- Leader: Suharto Mangudadatu
- Ideology: Regionalism
- Colors: Red, Yellow, Green, White
- House of Representatives: 0 / 8 (Bangsamoro seats only)
- Provincial governors: 0 / 6 (Bangsamoro only)
- Provincial vice governors: 0 / 6 (Bangsamoro only)
- Provincial board members: 0 / 46 (Bangsamoro regular seats only)
- Bangsamoro Parliament: 1 / 80

Party flag

= Al Ittihad–UKB Party =

The Al-Ittihad Mindanawe Darussalam–Ungaya Ku Kawagibu Bangsamoro, simply known as the Al Ittihad–UKB Party, is a regional political party in the Bangsamoro of the Philippines.

The party was established by Suharto Mangudadatu.

==History==
The Al Ittihad–UKB Party is a political party formed with the merger of the non-governmental organization Al Ittihad and Ungaya Ku Kawagibu Bangsamoro (UKB). Suharto Mangudadatu of UKB became the party president of the unified party. He is credited as the founder of the Al Ittihad–UKB Party.

They have been building their membership as early as May 2022 when they held a "convergence" or meeting which was attended by members from the Moro Islamic Liberation Front and Moro National Liberation Front.
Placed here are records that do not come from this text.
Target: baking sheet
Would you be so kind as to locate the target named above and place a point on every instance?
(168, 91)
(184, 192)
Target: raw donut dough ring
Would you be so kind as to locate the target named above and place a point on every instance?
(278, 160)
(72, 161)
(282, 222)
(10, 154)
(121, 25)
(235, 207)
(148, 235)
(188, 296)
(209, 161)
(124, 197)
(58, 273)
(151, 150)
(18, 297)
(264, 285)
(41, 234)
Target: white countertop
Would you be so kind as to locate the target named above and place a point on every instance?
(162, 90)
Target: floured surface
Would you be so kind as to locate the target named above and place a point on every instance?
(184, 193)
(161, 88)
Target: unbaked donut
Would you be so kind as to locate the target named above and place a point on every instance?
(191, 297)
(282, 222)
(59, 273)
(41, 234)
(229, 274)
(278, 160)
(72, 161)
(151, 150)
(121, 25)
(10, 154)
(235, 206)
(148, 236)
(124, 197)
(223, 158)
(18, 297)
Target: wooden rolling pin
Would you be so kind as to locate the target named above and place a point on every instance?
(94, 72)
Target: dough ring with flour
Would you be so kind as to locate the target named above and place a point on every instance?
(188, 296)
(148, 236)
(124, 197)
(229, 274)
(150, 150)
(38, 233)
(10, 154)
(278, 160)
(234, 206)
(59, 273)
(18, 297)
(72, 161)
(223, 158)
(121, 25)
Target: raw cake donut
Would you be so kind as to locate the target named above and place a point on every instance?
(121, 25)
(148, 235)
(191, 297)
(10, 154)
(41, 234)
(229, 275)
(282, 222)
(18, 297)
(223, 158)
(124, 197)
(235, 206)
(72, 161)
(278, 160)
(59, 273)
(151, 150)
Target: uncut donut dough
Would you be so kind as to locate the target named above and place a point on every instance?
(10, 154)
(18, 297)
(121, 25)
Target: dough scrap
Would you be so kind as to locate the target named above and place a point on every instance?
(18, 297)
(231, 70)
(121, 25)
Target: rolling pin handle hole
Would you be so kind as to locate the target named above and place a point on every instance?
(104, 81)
They were later joined by representatives from other sectoral organizations and other local politicians to join them.

Al Ittihad–UKB joined an electoral alliance with the Bangsamoro People’s Party and Serbisyong Inklusibo–Alyansang Progresibo for the upcoming first Bangsamoro Parliament elections in April 2024. This alliance later became a regional political party in itself, the BARMM Grand Coalition.

Al Ittihad–UKB is accredited as a regional political party for the 2026 Bangsamoro Parliament election, the first regular legislative election for the autonomous region.